Given that the agency’s board will likely not decide Dartmouth’s appeal for many months, the college’s pledge to refuse to bargain will likely soon provide grounds for an unfair labor practice charge. The union could file a charge with the NLRB for refusal to bargain. The NLRB would then instruct Dartmouth to bargain—Dartmouth’s statement is an admission it won’t bargain. The agency would seek a court order to enforce that instruction.

Dartmouth might believe it would fare better with a federal court deciding whether it must bargain than waiting for the agency’s board—which already rejected by a 3-1 vote the school’s attempt to stay the vote—to decide its appeal of whether the players are employees and can unionize. A federal court might reason Dartmouth doesn’t have to bargain if the players aren’t, in that court’s view, employees within the meaning of the NLRA.

However, the scope of the court’s review could undermine Dartmouth’s plan. The court would be assessing whether Dartmouth must bargain, not technically whether the players are employees. In that vein, the court might determine the question of employment should first be decided by the agency’s board.

Meanwhile, the players could seek their own judicial review.

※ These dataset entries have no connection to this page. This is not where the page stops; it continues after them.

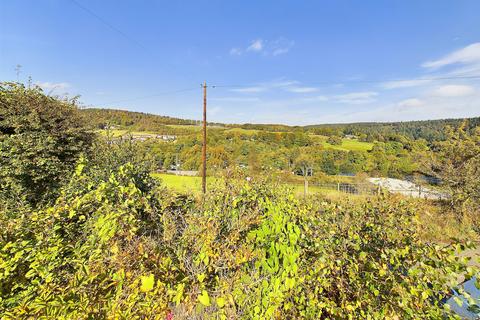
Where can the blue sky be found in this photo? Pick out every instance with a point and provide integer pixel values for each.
(293, 62)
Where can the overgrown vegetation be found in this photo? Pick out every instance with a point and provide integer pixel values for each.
(107, 241)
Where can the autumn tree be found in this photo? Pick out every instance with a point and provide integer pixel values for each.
(41, 138)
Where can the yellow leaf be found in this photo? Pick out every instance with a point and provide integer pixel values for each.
(204, 298)
(147, 283)
(220, 302)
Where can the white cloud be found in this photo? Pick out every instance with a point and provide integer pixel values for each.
(236, 99)
(255, 89)
(301, 89)
(467, 55)
(235, 52)
(395, 84)
(281, 46)
(53, 86)
(410, 103)
(256, 45)
(265, 47)
(356, 97)
(453, 90)
(214, 111)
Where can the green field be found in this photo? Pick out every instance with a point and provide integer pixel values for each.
(350, 145)
(187, 184)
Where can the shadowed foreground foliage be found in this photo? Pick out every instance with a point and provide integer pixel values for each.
(125, 247)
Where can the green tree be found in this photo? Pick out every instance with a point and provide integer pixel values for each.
(334, 140)
(456, 162)
(41, 139)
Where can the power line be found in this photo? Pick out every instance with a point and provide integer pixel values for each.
(105, 22)
(361, 81)
(152, 95)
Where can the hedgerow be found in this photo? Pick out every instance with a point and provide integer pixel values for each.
(124, 247)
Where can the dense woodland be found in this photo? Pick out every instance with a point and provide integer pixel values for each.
(430, 130)
(88, 233)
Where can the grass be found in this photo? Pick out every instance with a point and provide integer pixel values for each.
(187, 184)
(350, 145)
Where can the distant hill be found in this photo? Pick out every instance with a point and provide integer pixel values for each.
(430, 130)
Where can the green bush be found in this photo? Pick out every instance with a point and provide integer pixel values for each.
(41, 139)
(126, 248)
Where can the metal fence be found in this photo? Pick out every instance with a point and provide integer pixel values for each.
(372, 189)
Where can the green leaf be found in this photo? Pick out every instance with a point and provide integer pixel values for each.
(204, 298)
(220, 302)
(147, 283)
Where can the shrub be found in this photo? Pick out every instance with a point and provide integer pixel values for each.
(125, 247)
(334, 140)
(41, 138)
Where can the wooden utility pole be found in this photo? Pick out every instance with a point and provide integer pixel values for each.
(204, 148)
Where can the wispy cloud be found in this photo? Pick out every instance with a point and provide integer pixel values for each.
(396, 84)
(410, 103)
(453, 90)
(266, 86)
(53, 86)
(236, 99)
(256, 45)
(467, 55)
(296, 89)
(235, 51)
(265, 47)
(256, 89)
(356, 97)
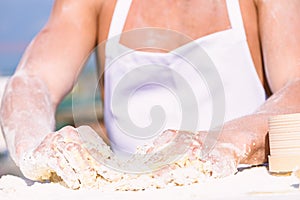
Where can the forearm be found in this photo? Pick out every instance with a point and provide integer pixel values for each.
(27, 114)
(249, 133)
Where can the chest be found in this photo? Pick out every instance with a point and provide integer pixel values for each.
(192, 19)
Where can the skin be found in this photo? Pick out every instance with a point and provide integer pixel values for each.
(57, 53)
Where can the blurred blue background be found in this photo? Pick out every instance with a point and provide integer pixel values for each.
(20, 21)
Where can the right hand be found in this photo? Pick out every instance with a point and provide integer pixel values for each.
(61, 155)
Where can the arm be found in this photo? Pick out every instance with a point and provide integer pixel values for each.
(47, 73)
(279, 24)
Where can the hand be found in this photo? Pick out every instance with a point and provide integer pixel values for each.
(221, 157)
(63, 155)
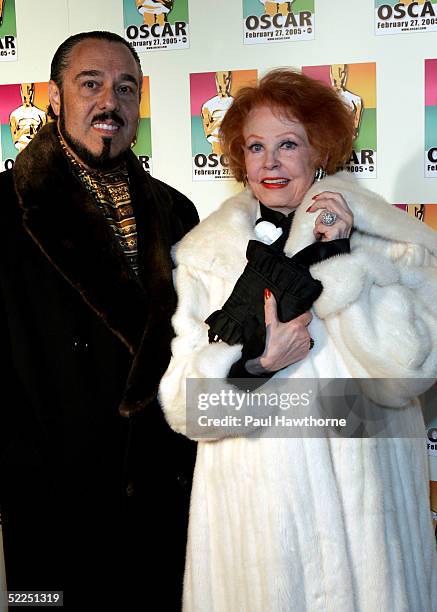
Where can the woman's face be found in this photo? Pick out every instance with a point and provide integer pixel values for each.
(278, 159)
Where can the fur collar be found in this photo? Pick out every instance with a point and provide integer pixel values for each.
(235, 220)
(63, 220)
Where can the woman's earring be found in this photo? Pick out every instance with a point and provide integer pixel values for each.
(319, 174)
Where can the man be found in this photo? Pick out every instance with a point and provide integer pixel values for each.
(154, 11)
(94, 486)
(214, 109)
(27, 119)
(338, 75)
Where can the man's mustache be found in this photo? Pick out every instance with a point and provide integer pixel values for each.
(112, 115)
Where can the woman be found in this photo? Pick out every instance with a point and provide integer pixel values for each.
(308, 524)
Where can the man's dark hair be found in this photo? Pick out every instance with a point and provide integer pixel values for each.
(61, 58)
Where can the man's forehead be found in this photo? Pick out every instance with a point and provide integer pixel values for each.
(102, 56)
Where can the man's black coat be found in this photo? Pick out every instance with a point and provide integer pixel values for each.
(93, 481)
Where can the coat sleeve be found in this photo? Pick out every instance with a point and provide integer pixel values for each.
(382, 312)
(192, 355)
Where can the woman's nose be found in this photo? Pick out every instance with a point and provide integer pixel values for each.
(271, 160)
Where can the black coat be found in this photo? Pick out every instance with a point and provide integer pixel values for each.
(91, 475)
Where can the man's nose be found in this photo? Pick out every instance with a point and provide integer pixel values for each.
(271, 159)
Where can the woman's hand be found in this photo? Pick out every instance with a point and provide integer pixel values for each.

Per the regional director’s order, they became employees of Dartmouth in February (unionization is a separate step).

The players could sue the school under the Fair Labor Standards Act, which guarantees minimum wage and overtime pay. The players could argue they are owed wages and back pay as protected by the FLSA, which is the same basic legal argument in Johnson v. NCAA.

A player injured on the job could also sue Dartmouth if he is denied eligibility for workers’ compensation insurance. Like the FLSA, workers’ comp provides another line of recourse for a player in the legal system.

For now, at least, it’s unlikely a Dartmouth player would sue over wages or worker’s compensation since it would risk delaying the process of forming a union. It could also backfire if a court held the player is not an employee and so is not owed worker’s comp. But those litigation strategies remain tools for the players in challenging their employer.

Expect a complicated legal path ahead as the Ivy League school and its basketball players duel over labor law in a controversy that could fundamentally change the relationship between Division I athletes and private colleges.